Those figures with which we are bombarded by the media consolidate fear and indifference: in the end, they are just pale references to the names and faces of hundreds of thousands of people. Figures might seem to draw a smokescreen that hides these persons' stories and those of their families. Figures -by themselves, with no grip on reality- dehumanize and make the horror Mexico lives a matter of statistics, which allows Calderón's government's countdown of "collateral damage" to be cynical and tampered with.
Those figures were and still are human lives: they are men and women, united by infinite ties with other men and women who cry their deaths, who look for them without rest, who demand justice and dignity. In order to draw back the smokescreen created by figures one needs to watch and listen, to bring one's heart closer to other hearts, to build community. And that was precisely what happened during the Caravan for Peace in the United States. Out of all the stories that can be told from the Caravan (and I hope to write many more), I start with this little and very personal one.

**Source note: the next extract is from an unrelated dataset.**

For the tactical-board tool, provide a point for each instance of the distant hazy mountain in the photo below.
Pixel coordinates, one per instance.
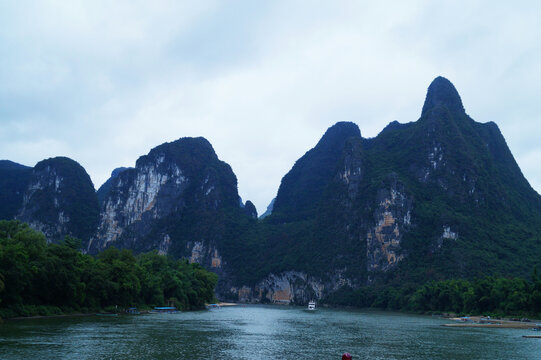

From day one in the Caravan I listened to many testimonies. Those cold figures acquired reality. The voices and faces of the death and the disappeared were there at public demonstrations, marches, and press conferences, all packed with cameras and microphones. In more intimate situations -long bus rides, countless after-breakfast/lunch/dinner conversations, sleepless nights in parks and churches- those voices and faces were still present. I listened to Doña Mari speak about her four missing sons, I saw the pictures of Melchor's disappeared son and Margarita's murdered daughter, I listened to María speak about her missing husband... At the beginning, being confronted by these dreadful incidents in the voice of those who suffer them is overwhelming (to say the least). Being able to see their absences face to face is overwhelming as well. And then, one necessarily breaks down: the heart cannot cope, it fractures and shatters. I cried several times, out of impotence and sadness. Living someone else's pain as my own was not an idea anymore: I could really feel it.
From San Diego to Washington DC the Caravan carried its loved ones in our arms. For a month, those present and those absent lived and traveled together: we all endured the Arizona sun and the rain in Toledo, we ate and slept together, we marched together in the streets of Atlanta, Chicago, and New York, we also laughed, danced and hoped together. We fought together, regardless of our nationality: seeing up close that so many US citizens fight with passion and conviction against their own government's injustices imposed upon their own people was terrible and beautiful, such as it is beautiful and terrible at the same time that tragedy builds solidarity. Everyone carried pictures, signs, and banners; we all raised our voice and even sometimes lost it due to being astonished, being moved, or just shouting too many consignas. And I'm sure that at several fortunate times, all our hearts were one as well.